Are background agents safe?
They’re as safe as the infrastructure you put around them. The key controls are sandboxed environments with scoped access, human review gates on all output (typically via pull requests), audit trails for every action, and bounded blast radius so a single failure can’t cascade. The risk isn’t the agent — it’s running agents without these controls.
Do background agents replace developers?
No. They shift what developers do. Instead of writing every line, developers move “on the loop” — reviewing agent output, calibrating behaviour, designing systems, and focusing on work that requires judgment. You still look at the code. You still own the decisions. The difference is you’re reviewing work, not doing it keystroke by keystroke.
What are common use cases for background agents?
The highest-value starting points are repetitive, well-defined tasks with bounded blast radius: dependency updates across hundreds of repos, CVE remediation within hours of disclosure, CI pipeline migrations, lint and standards enforcement, test coverage expansion, and code review triage. Start with the workflows costing the most time, money, or risk.
How are background agents different from CI/CD pipelines?
CI/CD pipelines execute predefined steps — build, test, deploy. They don’t make decisions or generate new code. Background agents are autonomous: they receive a trigger, reason about the problem, write code, run tests, and open a pull request. A CI pipeline tells you a dependency is outdated. A background agent updates it, verifies nothing breaks, and submits the fix for review.
How do we measure ROI on background agent infrastructure?
Start with time-to-resolution metrics on the tasks you automate. If CVE patching took two weeks and now takes two hours, that’s measurable. If code review turnaround dropped from 8 hours to 20 minutes for the first pass, that’s measurable. Aggregate across the number of repos and the frequency of the task. The ROI compounds with scale — updating one repo saves minutes, updating 500 saves weeks.
What’s the change management path for engineering teams?
Start with the most boring work. Engineers won’t resist automating dependency updates or lint fixes — they’ll be relieved. Build trust with low-risk, high-volume tasks before expanding to more complex workflows. Expect that developers will over-review agent output for the first two weeks, then under-review it. Build review habits early. The teams that succeed treat agent output like junior developer output: review everything, trust incrementally.
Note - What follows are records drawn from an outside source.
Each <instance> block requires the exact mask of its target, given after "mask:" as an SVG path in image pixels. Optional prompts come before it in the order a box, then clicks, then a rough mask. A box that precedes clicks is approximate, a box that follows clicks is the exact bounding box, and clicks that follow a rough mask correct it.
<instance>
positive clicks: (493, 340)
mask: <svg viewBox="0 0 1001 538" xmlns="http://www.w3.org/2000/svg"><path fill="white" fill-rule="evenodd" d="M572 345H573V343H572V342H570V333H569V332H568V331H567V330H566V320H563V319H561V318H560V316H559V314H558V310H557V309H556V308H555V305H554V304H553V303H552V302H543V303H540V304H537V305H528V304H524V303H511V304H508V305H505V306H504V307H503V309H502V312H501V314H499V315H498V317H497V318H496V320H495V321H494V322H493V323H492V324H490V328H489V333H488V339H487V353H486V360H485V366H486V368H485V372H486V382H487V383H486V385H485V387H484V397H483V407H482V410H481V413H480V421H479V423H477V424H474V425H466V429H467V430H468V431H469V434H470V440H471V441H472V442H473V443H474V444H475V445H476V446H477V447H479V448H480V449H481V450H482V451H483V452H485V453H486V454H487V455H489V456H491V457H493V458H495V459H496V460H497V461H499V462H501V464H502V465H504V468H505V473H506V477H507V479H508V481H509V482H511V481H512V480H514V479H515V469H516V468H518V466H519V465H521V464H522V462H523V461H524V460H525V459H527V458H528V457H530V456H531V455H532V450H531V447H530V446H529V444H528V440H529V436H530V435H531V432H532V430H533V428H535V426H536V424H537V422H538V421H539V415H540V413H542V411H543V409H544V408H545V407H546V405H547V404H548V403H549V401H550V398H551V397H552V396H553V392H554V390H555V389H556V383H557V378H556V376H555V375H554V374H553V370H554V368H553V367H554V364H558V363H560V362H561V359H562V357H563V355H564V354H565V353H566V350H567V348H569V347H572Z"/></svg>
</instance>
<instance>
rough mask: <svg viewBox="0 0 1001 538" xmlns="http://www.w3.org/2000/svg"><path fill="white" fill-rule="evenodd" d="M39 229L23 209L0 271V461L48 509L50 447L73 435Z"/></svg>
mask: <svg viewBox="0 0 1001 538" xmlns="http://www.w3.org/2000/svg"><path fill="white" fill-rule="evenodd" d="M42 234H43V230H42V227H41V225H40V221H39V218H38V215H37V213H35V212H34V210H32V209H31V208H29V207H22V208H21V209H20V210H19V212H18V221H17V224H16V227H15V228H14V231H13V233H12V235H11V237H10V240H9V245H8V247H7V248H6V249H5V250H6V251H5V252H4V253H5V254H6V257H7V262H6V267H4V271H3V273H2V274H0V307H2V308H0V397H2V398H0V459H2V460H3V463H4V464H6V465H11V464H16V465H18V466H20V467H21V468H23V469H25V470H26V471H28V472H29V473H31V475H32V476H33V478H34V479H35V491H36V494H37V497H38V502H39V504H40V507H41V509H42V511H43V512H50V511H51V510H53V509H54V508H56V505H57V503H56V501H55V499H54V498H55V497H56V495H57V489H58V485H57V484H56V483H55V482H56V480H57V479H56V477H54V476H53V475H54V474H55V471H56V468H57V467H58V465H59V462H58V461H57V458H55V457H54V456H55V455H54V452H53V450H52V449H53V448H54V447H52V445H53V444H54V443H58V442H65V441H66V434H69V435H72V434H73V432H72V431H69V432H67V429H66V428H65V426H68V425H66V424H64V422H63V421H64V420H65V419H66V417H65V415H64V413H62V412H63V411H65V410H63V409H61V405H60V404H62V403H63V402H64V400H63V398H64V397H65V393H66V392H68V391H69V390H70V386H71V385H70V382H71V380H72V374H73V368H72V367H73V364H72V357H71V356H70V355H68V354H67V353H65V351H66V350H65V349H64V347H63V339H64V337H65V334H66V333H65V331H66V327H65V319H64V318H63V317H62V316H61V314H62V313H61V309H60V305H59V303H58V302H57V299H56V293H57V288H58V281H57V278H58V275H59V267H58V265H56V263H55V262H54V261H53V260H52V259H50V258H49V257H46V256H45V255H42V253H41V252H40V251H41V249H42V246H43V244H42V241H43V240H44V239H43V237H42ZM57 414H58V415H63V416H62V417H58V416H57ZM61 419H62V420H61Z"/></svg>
The factory floor is running. Code is being written, reviewed, tested, deployed — continuously, autonomously. Your engineers are observing. Setting constraints. Verifying outcomes.
This is the destination: a codebase that drives itself.
Not a codebase without humans — a codebase where humans do different work. Instead of writing every line, they’re designing agent workflows. Instead of reviewing every PR manually, they’re setting the constraints that agents enforce. Instead of investigating every CI failure, they’re improving the system that investigates for them.
The shift is from imperative to declarative. You stop telling agents what to do and start declaring what should be true:
You declare the desired state. Agents ensure it. Continuously, across every repo, without being asked.
This is the same transition that happened with infrastructure-as-code, GitOps, and policy-as-code — applied to the entire software delivery lifecycle. The engineers who’ve lived through those transitions will recognise the pattern immediately.
The organisations that get there won’t be the ones with the best coding agents. They’ll be the ones that redesigned the system around autonomous execution — the ones that stopped optimising individual stations and started building the factory.